You can read through individual conversations in your sample to see how chatters interacted with your bot. If you disagree with how your bot automatically classified a conversation, you can provide feedback to Ada.


This feedback is only so Ada can improve our classification model. It does not override the automatic classification your bot assigned the conversation.

  1. Open a conversation. You can do this two ways: from the Automated Resolution Rate report, or from the Conversations view.

    • From the Automated Resolution Rate report

      If you're looking at the Automated Resolution Rate report, scroll down to the Conversations section. Click a conversation to read the entire transcript.

    • From the Conversations view

      On the Ada dashboard, go to Conversations > All Conversations. Optionally, you can use filters to narrow down conversations; for example, you can click All, then select any combination of Resolved, Not Resolved, or Not in Sample to look through those conversations.

      Select a conversation in the conversation library on the left side of the screen to read through the entire transcript.

  2. If the sidebar on the right side of your page is collapsed, click Details to expand it. There, you can read through your bot's automatic assessment of the conversation:

    • Inquiry Summary - An automatically generated summary of what the chatter wanted to accomplish.

    • Classification - The classification of either Resolved or Not Resolved that your bot assigned to the conversation.

    • Reason for Classification - Your bot's understanding of what happened in the conversation, which led it to the classification that it assigned.

    Take a second to understand the reasoning that your bot used to make its classification, so you can give more targeted feedback.

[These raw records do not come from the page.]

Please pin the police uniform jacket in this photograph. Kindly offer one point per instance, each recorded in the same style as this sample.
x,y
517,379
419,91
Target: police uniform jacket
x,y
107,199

  3. Beside Agree?, click Yes or No.

    If you clicked No, enter some additional details about what your bot got wrong in its assessment.

  4. Click Submit.

Find trends so you can improve your bot's content

Automated resolution data can be very powerful in helping you find gaps in your bots' content that you can improve. While going through your automatic resolution data, ask yourself:

  • What kinds of patterns am I seeing?

    For example, let's say there are a lot of unresolved conversations caused by your bot being unable to understand what your chatter was asking for. Are there any Answers you can improve the training for, so your bot has a better chance at directing chatters to the right content?

  • Is there additional information I can add?

    If you see that multiple unresolved conversations relate to the same topic, consider either creating a new Answer, or adding that information to your knowledge base, to address it, depending on the type of bot you have.

Just like when you're trying to improve training for conversations that contained unanswered questions, Answers that chatters marked as not helpful, or that required clarifications to understand what the chatter was asking for, it's not a realistic goal to get to 100% automated resolutions in your bot. Some chatters ask for handoffs immediately, and others might ask inquiries that are off-topic or even abusive, and you can't expect your bot to resolve those queries.